We don’t have a magically formula to find the weight values to minimize the negative log likehood. Instead, we modify the values so we move closer to the minimum log likelihood iteration by iteration. This can be done using gradient descent. For every iteration, we update the value of the weights by the value of this gradient. If you are interested in the derivations, visit this blog

```
def backprop(self, batch_data, batch_target):
'''
dimensions:
o_s: m x1
grad_oa : m x 1
hs: dh x 1
grad_w2: m x dh
grad_oa: m x n
grad_b2: m x n
grad_oa: m x n
W(2): m x dh
grad_hs: dh x n
grad_oa: m x n
grad_ha: dh x n
x : n x d
grad_W1: dh x d
grad_ha: dh x n
grad_b1: dh x n
'''
self.grad_oa = self.o_s - batch_target
# hidden layer 3
self.grad_W3 = np.outer(self.grad_oa, self.h_s2.T)
self.grad_b3 = self.grad_oa
self.grad_hs2 = np.dot(self.W_3.T, self.grad_oa)
h_a_stack2 = np.where(self.h_a2 > 0, 1, 0)
self.grad_ha2 = np.multiply(self.grad_hs2, h_a_stack2)
self.grad_W2 = np.outer(self.grad_ha2, self.h_s1.T)
self.grad_b2 = self.grad_ha2
self.grad_hs1 = np.dot(self.W_2.T , self.grad_ha2)
h_a_stack1 = np.where(self.h_a1 > 0, 1, 0)
self.grad_ha1 = np.multiply(self.grad_hs1, h_a_stack1)
# hidden layer 1
self.grad_W1 = np.outer(self.grad_ha1, batch_data)
self.grad_b1 = self.grad_ha1
```

After we obtained the gradients for each layer, we apply the *descent* by subtracting it from the weights.
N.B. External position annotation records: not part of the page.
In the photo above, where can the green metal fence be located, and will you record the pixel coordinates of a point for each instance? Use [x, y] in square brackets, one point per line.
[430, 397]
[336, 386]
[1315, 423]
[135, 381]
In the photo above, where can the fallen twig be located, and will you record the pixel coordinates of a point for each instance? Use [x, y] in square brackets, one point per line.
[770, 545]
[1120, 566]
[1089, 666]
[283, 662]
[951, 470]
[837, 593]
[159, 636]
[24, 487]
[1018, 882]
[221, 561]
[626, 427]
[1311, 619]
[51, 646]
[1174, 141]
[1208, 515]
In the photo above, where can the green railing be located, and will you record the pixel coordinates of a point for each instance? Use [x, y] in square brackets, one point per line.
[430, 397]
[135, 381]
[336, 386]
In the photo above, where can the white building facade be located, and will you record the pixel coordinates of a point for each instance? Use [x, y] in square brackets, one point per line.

The learning rate serves as a control, and can be designed to be adaptive according to the shape of the loss function to accelerate or decelrate the descent.

```
def update_weights(self):
self.W_1 -= self.grad_W1 * self.learning_rate
self.W_2 -= self.grad_W2 * self.learning_rate
self.W_3 -= self.grad_W3 * self.learning_rate
self.b_1 -= self.grad_b1 * self.learning_rate
self.b_2 -= self.grad_b2 * self.learning_rate
self.b_3 -= self.grad_b3 * self.learning_rate
```

The update is performed for every single image (aka our input data) over a number of times. Each complete set is referred to as an epoch. The number of epoch is usually determined at run time using early stopping. There is no consensus on how many epochs to run, and more isn’t always better.

There is probably no occasion where we will actually write everything using numpy and pretend we don’t have tensorflow or pytorch. This post aims to provide some visbility into a simple neural network training works, and why the frameworks are appreciated in the ML community.